Thursday, February 12, 2015

Let it Snow?

May 5, 1987 flurries fell in Syracuse. I was done with Mother Nature and done with college. I headed west. Growing up in New England – New Hampshire, Connecticut and Massachusetts – I am not surprised to find January and February cold and snowy. It’s just what happens. Into my third year of living in metro Boston I’ve lived through Super Storm Sandy, the Blizzard of 2013 that closed the City and now the Winter of 2015 that seems to have stymied the most hearty New Englander. Three major storms/blizzards dropping some 76 inches of snow in downtown Boston and over 90 inches in other parts of the state over a few weeks (with more to come) shows the practical application of the role of Government.

During major storms the public looks to Government to deliver basic services. Power is expected to be on, streets should be plowed and public transit needs to work. No matter one’s political belief in the role of Government – big or small – these expectations exist. When something doesn’t work, most people are reasonable given the immediate circumstances but in short order look to assessing blame, even when their own philosophy may have contributed to the issue. When something collapses and fails miserably fingers are pointed and how you see Government’s role becomes an important part of the analysis and the way to fix the issue.



The City of Boston has been paralyzed – literally closing for 4 days over a 2 week period. Sidewalks and side streets are afterthoughts in the clean-up process and the basic infrastructure of getting around has nearly collapsed.

The collapse of the MBTA system has become Example D’Jour. The oldest public transit system in America the system is the fourth busiest in the country with over 2 million passenger trips each day. 40% of low-wage workers in Boston and 30% of other-wage workers rely on the “T” to get around town. The economic impact of each snow day is not immediately known, but estimated at $200 million.


Many blame the T’s inability to function on a lack of investment and a shrinking budget.

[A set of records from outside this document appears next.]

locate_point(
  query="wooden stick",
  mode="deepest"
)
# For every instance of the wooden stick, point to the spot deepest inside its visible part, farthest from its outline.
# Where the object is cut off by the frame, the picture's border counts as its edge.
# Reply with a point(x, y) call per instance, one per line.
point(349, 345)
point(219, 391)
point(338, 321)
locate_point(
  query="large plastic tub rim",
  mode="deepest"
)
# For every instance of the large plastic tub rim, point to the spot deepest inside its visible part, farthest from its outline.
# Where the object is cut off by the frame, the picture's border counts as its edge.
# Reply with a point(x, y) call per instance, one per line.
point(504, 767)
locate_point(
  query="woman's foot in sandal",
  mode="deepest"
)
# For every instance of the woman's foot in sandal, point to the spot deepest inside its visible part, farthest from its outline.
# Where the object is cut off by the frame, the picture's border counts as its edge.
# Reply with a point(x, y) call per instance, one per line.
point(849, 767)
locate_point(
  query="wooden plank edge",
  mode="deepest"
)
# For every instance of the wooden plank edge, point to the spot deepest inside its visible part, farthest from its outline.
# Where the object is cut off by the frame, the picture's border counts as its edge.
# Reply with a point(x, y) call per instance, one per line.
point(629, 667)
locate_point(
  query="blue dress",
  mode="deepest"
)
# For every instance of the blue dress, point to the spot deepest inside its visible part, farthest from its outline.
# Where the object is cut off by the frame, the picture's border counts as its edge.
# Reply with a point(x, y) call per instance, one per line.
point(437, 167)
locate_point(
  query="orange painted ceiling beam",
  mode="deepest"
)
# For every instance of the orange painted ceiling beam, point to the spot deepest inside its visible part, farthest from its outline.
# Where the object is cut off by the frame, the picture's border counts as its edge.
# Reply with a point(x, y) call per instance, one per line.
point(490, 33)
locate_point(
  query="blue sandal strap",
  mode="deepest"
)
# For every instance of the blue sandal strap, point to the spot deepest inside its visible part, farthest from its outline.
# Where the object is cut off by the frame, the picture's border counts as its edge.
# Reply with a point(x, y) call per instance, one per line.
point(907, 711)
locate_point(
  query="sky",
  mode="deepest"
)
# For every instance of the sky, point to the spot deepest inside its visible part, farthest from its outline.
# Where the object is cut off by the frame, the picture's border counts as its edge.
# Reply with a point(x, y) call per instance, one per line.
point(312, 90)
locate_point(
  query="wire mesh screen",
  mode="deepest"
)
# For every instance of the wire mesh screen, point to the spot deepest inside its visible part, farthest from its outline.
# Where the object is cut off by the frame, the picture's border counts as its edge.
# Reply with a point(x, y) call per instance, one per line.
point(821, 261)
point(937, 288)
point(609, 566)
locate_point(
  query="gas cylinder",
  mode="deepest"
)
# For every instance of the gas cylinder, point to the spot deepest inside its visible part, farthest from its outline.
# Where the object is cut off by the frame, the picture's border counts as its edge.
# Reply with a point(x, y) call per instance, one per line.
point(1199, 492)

The MBTA’s operating budget for 2015 is nearly $2 billion, up 164% from 10 years ago and up 269% from 1991 (according to MTBA’s budget document from their site.) Wages at nearly $500 million is the number one cost, followed by debt service of nearly $425 million. The debt was incurred as part of the Big Dig project where some stations had to be moved and changed which saddled the MBTA with approx. $4 billion in debt. When the debt was incurred, the funding mechanism for the T changed with a portion of the state sales tax dedicated to supporting the system. 16% of the sales tax is dedicated to the MBTA - $970 million in 2015’s budget.  Since the restructured funding mechanism went into place there has been $2.7 billion in principal payments made on the debt and $4.9 billion in interest payments. The dedicated sales tax intended to offset the additional debt costs has in the same period generated $15.8 billion, leaving plenty to go towards operational issues. Ridership has stayed stagnant, so the MBTA has not been starved financially since the increase in funding far exceeds the increase debt costs.

“Since 1988, the MBTA has been the fastest expanding transit system in the country, even as Greater Boston has been one of the slowest growing metropolitan areas in the United States,” according to the Boston Globe in 2006.


The dramatic increases in funding have gone towards expanding services – though the service still does not run late at night. A one-year pilot program is ending that allowed trains and busses to run until approx. 2am. New lines have been added. Maintenance has been neglected and is considered the cause of why the trains can’t run on the tracks in the snow or cold.  There is little capital investment - the subway cars on the Red Line are 44 years old and on the Orange line 32 years old. In a region that has the largest number of higher education institutions than anywhere else on earth – the main form of public transport is as old as those student’s parents.

The expansion has been at the expense of maintenance. The Boston Herald reported that In 2009 the MBTA recognized that it needed to catalog and identify all areas of its system that were needed to be maintained. The Federal Government agreed and provided a $1 million grant to build a system to centralize and track of maintenance needs. Six years later the project is still not complete, the MBTA has no idea of the scope of maintenance needs. That’s not a lack of investment or interest, that’s a lack of competence.

Everybody in Massachusetts has a vested interest in the MBTA working. A Big Government philosophy includes additional taxes to provide funding to the T to fix its problems. Smaller Government thinking would be more market based with a solution built around existing resources. That battle will go on and in Blue Massachusetts (even under a new Republican Governor) with a hybrid is likely.


Whatever the fix winds up being: it needs to work. The failure of the T is a case study in bad management over a long time and multiple administrations that has ample funding and made strategic choices that has resulted in a sub-par delivery of its core services. This is just the latest example of why I advocate for less government funding and more market based solutions. There’s plenty of blame to go around...it isn’t partisan. It’s not unreasonable to expect a system that the people have funded to work. Even in bad weather. Let it snow.